After gastric sleeve surgery, one of the most common questions is simply: what can I actually eat? The staged diet progression gives you a framework, but within each stage there is still a lot of uncertainty about which specific foods are safe, when different things can be reintroduced, and what your new normal looks like month by month.
This is not a rigid meal plan. It is a guide based on our own experience and the guidance we received from our bariatric team at Weight Loss Riga. Your own surgeon and dietitian may have slightly different protocols, and their guidance takes priority. But this gives you a realistic picture of how food changes across the first year and beyond.

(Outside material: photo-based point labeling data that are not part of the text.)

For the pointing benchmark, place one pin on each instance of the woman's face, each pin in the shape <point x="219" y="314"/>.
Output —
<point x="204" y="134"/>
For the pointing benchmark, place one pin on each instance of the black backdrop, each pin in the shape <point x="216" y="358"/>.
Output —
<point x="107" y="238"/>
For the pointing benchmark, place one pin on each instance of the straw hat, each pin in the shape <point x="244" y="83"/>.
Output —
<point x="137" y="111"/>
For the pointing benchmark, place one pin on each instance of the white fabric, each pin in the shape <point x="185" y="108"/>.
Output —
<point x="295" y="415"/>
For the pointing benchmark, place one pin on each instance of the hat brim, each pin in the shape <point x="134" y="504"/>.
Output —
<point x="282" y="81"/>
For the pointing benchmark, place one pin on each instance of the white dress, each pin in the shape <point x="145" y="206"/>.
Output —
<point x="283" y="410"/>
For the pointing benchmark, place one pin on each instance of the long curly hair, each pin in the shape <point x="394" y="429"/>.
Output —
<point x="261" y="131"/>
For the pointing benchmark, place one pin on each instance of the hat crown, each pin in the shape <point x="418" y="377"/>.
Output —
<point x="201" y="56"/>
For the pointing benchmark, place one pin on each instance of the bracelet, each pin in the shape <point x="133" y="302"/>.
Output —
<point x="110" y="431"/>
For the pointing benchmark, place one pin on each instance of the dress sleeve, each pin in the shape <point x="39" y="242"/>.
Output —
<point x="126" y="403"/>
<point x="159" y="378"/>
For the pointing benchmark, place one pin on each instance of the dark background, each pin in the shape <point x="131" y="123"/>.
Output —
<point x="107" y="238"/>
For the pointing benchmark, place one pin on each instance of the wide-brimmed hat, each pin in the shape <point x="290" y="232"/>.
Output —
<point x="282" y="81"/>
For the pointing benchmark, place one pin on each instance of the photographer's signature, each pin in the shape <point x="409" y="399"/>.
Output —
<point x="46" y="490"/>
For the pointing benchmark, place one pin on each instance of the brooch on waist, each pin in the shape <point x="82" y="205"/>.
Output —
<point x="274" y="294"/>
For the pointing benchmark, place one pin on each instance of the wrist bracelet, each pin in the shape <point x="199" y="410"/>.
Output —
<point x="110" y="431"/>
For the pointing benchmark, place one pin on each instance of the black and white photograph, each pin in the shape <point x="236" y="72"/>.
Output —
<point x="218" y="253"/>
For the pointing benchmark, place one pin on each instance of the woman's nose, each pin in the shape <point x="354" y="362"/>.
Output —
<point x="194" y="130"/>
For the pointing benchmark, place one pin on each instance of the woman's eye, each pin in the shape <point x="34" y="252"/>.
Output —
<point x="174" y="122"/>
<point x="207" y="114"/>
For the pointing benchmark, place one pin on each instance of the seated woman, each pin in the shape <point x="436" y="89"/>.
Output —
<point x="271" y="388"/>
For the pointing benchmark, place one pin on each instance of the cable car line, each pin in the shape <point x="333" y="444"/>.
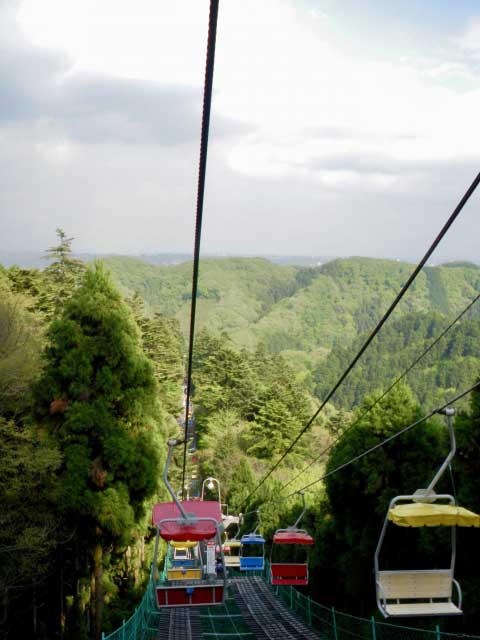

Weeks 1 to 2: Clear and full liquids
In the first two weeks, food in the traditional sense does not exist. Clear fluids in the first day or two, then protein shakes, smooth soups, milk, and yogurt drinks. The goal is hydration and protein. Everything else is secondary. Aim for two litres of fluid per day and at least 60 grams of protein. It requires effort and planning to reach these targets when you can only manage a few sips at a time.
Weeks 2 to 4: Pureed foods
When cleared by your team, you progress to pureed foods. Everything must be blended completely smooth, with no lumps or texture. Suitable foods at this stage include smooth protein shakes continued alongside pureed cottage cheese, smooth ricotta, pureed Greek yogurt, very smooth soups made from lentils or soft vegetables, and pureed chicken or fish blended with broth to a smooth consistency.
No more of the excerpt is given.